Homeland Security heeding Katrina's 'wakeup call'

Michael Chertoff says his agency will be more aggressive this year in making sure states are ready for hurricanes.

Published April 13, 2006

ORLANDO - Emergency officials from hurricane-stricken states appealed to the nation's homeland security chief Wednesday for help preparing for the coming storm season, seeking plans for everything from evacuation routes to pet protection.

The requests underscored what Homeland Security Secretary Michael Chertoff described as a "great wakeup call" for state and local authorities following the devastation of Hurricane Katrina.

Chertoff, attending an annual hurricane preparedness conference here, said the federal government should not be considered the first line of defense during disasters. But he acknowledged that parts of the Katrina-battered Gulf Coast would need more aggressive federal aid in readying for the hurricane season starting June 1.

"I think some parts are readier than others," Chertoff said in an interview with the Associated Press during his flight to Orlando. "I think this has been a great wakeup call."

State and local officials who met with Chertoff for an hourlong discussion said they did not want the Federal Emergency Management Agency to take over responsibilities of on-the-ground emergency responders.
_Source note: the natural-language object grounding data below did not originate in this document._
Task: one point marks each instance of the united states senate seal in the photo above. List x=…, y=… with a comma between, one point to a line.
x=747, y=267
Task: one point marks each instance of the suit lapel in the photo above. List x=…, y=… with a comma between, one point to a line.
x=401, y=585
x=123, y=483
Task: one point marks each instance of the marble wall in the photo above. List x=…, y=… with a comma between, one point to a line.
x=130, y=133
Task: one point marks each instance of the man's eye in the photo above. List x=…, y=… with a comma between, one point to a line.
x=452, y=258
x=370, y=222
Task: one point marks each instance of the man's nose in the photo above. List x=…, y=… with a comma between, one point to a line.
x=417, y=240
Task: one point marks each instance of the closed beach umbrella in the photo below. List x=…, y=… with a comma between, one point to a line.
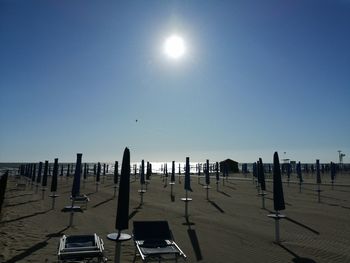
x=54, y=176
x=34, y=173
x=3, y=183
x=38, y=178
x=46, y=167
x=217, y=171
x=85, y=171
x=261, y=175
x=116, y=175
x=332, y=171
x=124, y=192
x=187, y=175
x=299, y=172
x=172, y=178
x=98, y=172
x=318, y=174
x=278, y=198
x=207, y=177
x=77, y=175
x=142, y=177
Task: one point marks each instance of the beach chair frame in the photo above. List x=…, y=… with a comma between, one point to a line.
x=81, y=248
x=145, y=233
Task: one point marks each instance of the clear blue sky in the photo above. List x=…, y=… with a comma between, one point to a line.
x=257, y=77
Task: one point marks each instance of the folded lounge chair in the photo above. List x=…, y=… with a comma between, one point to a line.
x=154, y=242
x=81, y=248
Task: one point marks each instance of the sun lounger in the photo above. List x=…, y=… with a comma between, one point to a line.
x=154, y=242
x=82, y=248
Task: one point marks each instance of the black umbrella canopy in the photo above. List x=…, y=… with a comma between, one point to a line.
x=77, y=175
x=54, y=176
x=207, y=177
x=40, y=169
x=98, y=172
x=142, y=177
x=187, y=175
x=172, y=178
x=278, y=198
x=46, y=168
x=34, y=173
x=318, y=178
x=333, y=171
x=122, y=220
x=261, y=175
x=85, y=171
x=217, y=171
x=116, y=175
x=300, y=176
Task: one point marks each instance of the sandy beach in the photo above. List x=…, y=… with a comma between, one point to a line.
x=229, y=227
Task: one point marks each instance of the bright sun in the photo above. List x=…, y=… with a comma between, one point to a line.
x=174, y=47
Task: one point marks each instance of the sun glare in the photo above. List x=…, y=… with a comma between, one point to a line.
x=174, y=47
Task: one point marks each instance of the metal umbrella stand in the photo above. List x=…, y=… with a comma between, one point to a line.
x=187, y=186
x=54, y=183
x=122, y=219
x=278, y=198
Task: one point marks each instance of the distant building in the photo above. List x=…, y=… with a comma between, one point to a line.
x=231, y=165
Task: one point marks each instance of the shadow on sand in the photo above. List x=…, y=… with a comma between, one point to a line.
x=24, y=217
x=194, y=239
x=103, y=202
x=24, y=203
x=225, y=194
x=35, y=247
x=216, y=206
x=302, y=225
x=296, y=258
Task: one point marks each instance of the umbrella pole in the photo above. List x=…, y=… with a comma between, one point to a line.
x=53, y=200
x=71, y=213
x=263, y=199
x=115, y=190
x=117, y=252
x=186, y=205
x=43, y=193
x=277, y=229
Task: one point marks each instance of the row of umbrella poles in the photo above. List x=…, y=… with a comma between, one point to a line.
x=278, y=197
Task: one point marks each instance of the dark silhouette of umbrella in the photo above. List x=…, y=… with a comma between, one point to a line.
x=3, y=184
x=54, y=176
x=44, y=181
x=261, y=174
x=187, y=184
x=333, y=171
x=85, y=171
x=40, y=169
x=278, y=198
x=172, y=178
x=98, y=175
x=318, y=174
x=142, y=177
x=116, y=174
x=207, y=177
x=33, y=173
x=122, y=220
x=300, y=176
x=77, y=175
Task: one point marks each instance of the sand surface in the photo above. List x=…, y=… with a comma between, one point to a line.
x=229, y=227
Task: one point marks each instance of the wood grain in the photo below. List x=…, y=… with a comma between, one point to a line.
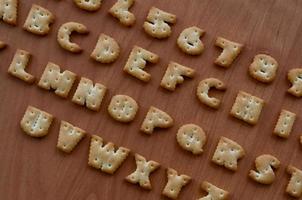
x=35, y=169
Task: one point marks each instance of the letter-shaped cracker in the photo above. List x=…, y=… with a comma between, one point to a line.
x=189, y=40
x=264, y=165
x=191, y=138
x=137, y=62
x=106, y=157
x=106, y=50
x=156, y=118
x=52, y=78
x=35, y=122
x=175, y=183
x=294, y=187
x=285, y=123
x=120, y=10
x=9, y=11
x=64, y=36
x=229, y=53
x=157, y=23
x=203, y=89
x=38, y=20
x=19, y=63
x=89, y=94
x=175, y=75
x=214, y=193
x=122, y=108
x=247, y=108
x=69, y=137
x=228, y=153
x=89, y=5
x=143, y=170
x=295, y=78
x=263, y=68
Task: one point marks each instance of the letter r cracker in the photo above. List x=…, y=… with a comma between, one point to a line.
x=247, y=107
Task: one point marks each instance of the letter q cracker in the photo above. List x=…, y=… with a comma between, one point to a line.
x=60, y=82
x=189, y=40
x=175, y=183
x=157, y=23
x=175, y=74
x=120, y=10
x=191, y=138
x=247, y=108
x=264, y=165
x=19, y=63
x=69, y=137
x=105, y=156
x=38, y=20
x=230, y=50
x=214, y=192
x=137, y=62
x=9, y=11
x=143, y=170
x=228, y=153
x=35, y=122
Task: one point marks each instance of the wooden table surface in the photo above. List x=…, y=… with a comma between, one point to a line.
x=34, y=169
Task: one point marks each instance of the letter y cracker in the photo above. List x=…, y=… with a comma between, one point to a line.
x=36, y=122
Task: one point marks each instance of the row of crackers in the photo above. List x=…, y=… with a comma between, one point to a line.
x=108, y=158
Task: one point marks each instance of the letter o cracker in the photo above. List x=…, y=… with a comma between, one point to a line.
x=189, y=40
x=120, y=10
x=191, y=138
x=295, y=78
x=263, y=68
x=264, y=165
x=203, y=89
x=106, y=50
x=157, y=23
x=122, y=108
x=64, y=35
x=89, y=5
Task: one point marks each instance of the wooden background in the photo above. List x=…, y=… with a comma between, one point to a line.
x=34, y=169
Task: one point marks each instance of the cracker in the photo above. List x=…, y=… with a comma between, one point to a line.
x=230, y=50
x=143, y=170
x=158, y=23
x=69, y=137
x=53, y=78
x=137, y=62
x=175, y=183
x=38, y=20
x=123, y=108
x=175, y=74
x=263, y=68
x=105, y=156
x=19, y=63
x=120, y=10
x=247, y=108
x=228, y=153
x=295, y=78
x=294, y=187
x=214, y=192
x=156, y=118
x=36, y=122
x=89, y=94
x=88, y=5
x=191, y=138
x=106, y=50
x=9, y=11
x=189, y=41
x=285, y=123
x=64, y=36
x=265, y=165
x=203, y=89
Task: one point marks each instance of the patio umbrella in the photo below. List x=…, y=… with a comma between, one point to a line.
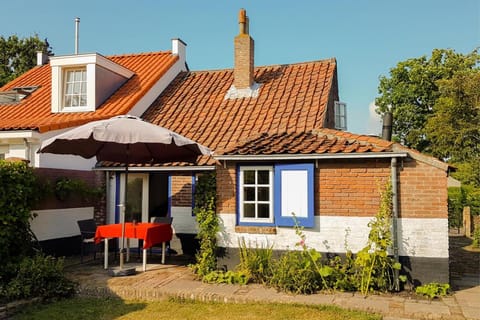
x=127, y=140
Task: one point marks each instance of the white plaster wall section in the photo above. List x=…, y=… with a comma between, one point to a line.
x=420, y=237
x=183, y=221
x=423, y=237
x=59, y=223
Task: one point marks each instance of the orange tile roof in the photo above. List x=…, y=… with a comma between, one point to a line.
x=312, y=142
x=34, y=112
x=292, y=98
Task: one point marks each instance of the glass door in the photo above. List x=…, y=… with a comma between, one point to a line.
x=137, y=199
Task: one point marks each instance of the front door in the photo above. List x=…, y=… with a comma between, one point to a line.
x=137, y=199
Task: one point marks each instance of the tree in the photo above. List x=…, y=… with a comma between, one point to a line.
x=19, y=55
x=454, y=127
x=412, y=90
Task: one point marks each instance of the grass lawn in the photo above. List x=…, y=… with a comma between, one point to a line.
x=112, y=308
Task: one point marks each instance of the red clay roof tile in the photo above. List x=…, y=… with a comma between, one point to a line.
x=292, y=98
x=312, y=142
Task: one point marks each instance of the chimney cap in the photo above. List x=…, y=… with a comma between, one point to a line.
x=242, y=16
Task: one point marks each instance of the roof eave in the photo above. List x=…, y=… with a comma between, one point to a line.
x=162, y=168
x=369, y=155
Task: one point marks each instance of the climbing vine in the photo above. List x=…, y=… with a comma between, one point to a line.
x=208, y=226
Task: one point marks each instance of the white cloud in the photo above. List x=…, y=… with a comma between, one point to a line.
x=374, y=125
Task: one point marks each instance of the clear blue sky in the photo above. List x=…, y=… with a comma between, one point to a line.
x=366, y=37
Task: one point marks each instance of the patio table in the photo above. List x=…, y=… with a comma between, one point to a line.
x=150, y=233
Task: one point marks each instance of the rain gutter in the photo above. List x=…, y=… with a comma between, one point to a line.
x=150, y=169
x=369, y=155
x=394, y=178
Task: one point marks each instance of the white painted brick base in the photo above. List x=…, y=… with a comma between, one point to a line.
x=417, y=237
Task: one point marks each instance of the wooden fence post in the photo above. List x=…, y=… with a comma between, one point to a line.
x=467, y=222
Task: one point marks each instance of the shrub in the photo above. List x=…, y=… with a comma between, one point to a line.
x=229, y=277
x=375, y=269
x=476, y=237
x=433, y=290
x=295, y=272
x=18, y=193
x=39, y=276
x=256, y=262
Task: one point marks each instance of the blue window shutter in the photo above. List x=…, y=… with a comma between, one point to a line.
x=293, y=193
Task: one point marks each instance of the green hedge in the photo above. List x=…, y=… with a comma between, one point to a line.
x=18, y=194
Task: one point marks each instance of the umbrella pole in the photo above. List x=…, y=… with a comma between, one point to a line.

But they urged Chertoff to revamp federal plans to send aid quickly to disaster sites.

Many of the requests for help boiled down to money.
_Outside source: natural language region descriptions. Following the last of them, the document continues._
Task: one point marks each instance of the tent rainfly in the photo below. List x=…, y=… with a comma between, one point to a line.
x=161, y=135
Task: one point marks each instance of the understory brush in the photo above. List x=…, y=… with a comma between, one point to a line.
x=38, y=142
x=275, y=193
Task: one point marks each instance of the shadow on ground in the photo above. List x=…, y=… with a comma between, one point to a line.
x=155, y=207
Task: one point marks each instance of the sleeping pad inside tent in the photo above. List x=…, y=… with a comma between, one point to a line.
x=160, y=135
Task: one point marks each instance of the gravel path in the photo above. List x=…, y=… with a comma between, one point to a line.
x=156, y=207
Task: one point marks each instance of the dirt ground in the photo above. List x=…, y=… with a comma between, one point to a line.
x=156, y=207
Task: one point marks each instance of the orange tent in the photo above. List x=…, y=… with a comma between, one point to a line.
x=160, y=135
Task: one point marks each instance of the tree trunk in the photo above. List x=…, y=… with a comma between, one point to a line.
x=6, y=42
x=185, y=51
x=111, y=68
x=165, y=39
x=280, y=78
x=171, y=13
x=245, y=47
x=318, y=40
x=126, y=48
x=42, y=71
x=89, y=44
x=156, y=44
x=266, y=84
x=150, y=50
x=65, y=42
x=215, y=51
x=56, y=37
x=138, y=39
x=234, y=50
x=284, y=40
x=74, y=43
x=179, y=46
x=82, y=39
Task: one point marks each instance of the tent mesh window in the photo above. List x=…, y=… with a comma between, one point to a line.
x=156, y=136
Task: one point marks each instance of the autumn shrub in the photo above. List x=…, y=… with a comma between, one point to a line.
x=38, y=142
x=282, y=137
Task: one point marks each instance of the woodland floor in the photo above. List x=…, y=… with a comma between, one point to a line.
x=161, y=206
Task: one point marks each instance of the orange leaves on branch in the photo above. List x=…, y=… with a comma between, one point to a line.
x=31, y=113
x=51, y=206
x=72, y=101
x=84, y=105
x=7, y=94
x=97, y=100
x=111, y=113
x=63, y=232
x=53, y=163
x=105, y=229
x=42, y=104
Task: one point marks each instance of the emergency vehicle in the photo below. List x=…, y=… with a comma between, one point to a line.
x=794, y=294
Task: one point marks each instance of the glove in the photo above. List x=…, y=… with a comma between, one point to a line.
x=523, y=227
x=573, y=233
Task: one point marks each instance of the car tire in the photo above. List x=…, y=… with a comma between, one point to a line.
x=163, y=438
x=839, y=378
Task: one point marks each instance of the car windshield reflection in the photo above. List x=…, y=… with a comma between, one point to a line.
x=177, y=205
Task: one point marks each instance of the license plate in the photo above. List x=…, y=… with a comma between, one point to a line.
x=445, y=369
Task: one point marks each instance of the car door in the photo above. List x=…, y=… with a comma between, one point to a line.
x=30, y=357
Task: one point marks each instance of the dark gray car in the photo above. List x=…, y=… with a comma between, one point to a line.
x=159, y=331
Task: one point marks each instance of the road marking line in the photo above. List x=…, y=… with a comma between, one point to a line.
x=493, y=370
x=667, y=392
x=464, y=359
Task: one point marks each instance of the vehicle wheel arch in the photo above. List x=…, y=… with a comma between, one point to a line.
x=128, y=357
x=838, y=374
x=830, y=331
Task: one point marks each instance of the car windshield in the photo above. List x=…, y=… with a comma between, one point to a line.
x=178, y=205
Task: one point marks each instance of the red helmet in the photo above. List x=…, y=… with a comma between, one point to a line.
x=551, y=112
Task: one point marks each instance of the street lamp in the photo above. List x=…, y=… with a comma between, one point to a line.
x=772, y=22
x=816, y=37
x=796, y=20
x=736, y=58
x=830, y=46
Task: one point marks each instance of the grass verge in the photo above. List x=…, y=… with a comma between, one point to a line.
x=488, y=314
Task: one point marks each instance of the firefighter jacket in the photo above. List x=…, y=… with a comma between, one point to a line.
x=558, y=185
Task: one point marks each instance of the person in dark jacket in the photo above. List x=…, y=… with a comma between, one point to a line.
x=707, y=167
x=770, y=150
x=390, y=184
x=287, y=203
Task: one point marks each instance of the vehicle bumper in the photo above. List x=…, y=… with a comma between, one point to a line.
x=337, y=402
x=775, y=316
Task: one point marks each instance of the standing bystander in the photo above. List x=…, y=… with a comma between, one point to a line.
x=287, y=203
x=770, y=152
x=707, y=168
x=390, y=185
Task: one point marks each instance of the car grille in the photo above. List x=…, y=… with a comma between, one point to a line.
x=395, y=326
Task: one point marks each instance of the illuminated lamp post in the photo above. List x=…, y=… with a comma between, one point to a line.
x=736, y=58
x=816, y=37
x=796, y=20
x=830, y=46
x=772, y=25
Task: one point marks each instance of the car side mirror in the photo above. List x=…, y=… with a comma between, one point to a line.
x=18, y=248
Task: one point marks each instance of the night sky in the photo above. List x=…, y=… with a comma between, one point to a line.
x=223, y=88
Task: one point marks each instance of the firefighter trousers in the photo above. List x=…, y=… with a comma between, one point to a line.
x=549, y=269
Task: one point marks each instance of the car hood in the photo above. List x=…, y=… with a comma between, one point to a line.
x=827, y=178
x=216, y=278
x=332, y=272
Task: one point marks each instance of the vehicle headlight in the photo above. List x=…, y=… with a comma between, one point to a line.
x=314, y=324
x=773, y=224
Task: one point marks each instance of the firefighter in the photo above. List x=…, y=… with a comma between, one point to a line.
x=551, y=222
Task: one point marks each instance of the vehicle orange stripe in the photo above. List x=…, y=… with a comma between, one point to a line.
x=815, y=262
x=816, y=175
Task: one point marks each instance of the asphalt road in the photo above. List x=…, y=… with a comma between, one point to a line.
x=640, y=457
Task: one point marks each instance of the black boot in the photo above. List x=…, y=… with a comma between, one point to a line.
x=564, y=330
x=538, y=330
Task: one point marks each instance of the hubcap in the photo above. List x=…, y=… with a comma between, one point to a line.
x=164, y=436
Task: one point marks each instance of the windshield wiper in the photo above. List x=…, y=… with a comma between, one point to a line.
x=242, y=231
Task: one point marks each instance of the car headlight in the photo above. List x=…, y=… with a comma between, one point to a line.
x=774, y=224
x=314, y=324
In South Carolina, roads used as evacuation routes need federal improvements, one state official said. Deteriorating beaches in Ocean City, Md., should be restored as a natural defense to storms, said Mayor James N. Mathias. And victims in disaster sites everywhere need help in evacuating their pets to prevent "a lot of sad and tragic stories," said Laura Bevan, a regional director for the U.S. Humane Society.

Chertoff mostly listened during the discussion, and did not commit to any specific financial aid.

FEMA and the Homeland Security Department anticipate reviewing all state emergency and evacuation plans by June 1.

Additionally, the department is testing its response plans and abilities in five Gulf Coast exercises next month, and it will name officers to oversee the federal response in 13 East Coast and Gulf Coast states before the storm season.

Still, Chertoff said, all levels of government must have a "crystal clear understanding on roles and responsibilities and capabilities when a hurricane hits."

"We need to have real clarity about what local and state capabilities are, and what gaps there are, and what capabilities we need to bring to the table," said Chertoff, who will meet separately in the coming days with Mississippi, Alabama and Louisiana officials.

In an interview, Chertoff also repeated his intention to keep FEMA in the Homeland Security Department. He was responding to recent calls from former FEMA directors James Lee Witt and Michael Brown, who contend that Katrina showed the agency is too bogged down by bureaucracy to respond quickly to disasters.

FEMA was wrapped into the Homeland Security Department when the department was created three years ago. Before that, the FEMA director reported to the White House.

Chertoff noted that FEMA was able to quickly order the Coast Guard - which is also part of his department - to rescue an estimated 33,000 Katrina victims instead of having to ask an outside agency for help.

"It's a big mistake to go into hurricane season and believe pulling FEMA out of DHS would be anything other than a recipe for failure," Chertoff said.